Penniless and living amidst political strife and constant uncertainty, the children are nonetheless taken care of and protected—until Bell dies and they are left on their own. Pax is determined to keep Kai safe, and to make sure he gets the education he deserves. But life on the streets is tough – and dangerous.
In a desperate attempt to make enough money to keep Kai in school, Pax agrees to work for a shady character known only as Mister. Mister sends Pax on a “special” mission – carry a very heavy box to a pre-arranged location, and wait. At the very last minute, Pax realizes the box contains a bomb, which explodes, killing and maiming hundreds of people.
Pax and Kai escape the deadly explosion, only to be arrested soon after and charged with terrorism. What follows is a descent into the hellish prison where brutal guards stop at nothing to make Pax talk.

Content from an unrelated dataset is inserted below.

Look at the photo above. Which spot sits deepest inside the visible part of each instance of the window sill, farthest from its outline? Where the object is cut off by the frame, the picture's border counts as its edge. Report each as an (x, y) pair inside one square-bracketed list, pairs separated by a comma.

Pajama Press, http://www.pajamapress.ca
Seventeen-year-old Erich is a prisoner of war working at a northern Alberta logging camp. Twelve-year-old Max goes to school – reluctantly – in the nearby town. The two would be unlikely friends, except that neither has anyone else to turn to. At the height of the Second World War, nobody wants to befriend a German. It doesn’t matter that Erich was forced into the military by his father, or that Max was proudly born in Canada. They are both easy targets for the locals’ grief and anger against the Nazis. The other prisoners are no more welcoming, distrustful of Erich’s perfect English and his dislike for Nazism. Still, when a series of accidents shake the logging camp, they pressure Erich to question the Canadians and find the saboteur – even if his questions get him into trouble. Caught between angry prisoners and suspicious captors, Erich is afraid to take any action at all. It is only when Max’s schoolyard tormentors cross a dangerous line that Erich realizes his real loyalties lie not with a regime or a country, but with his friend.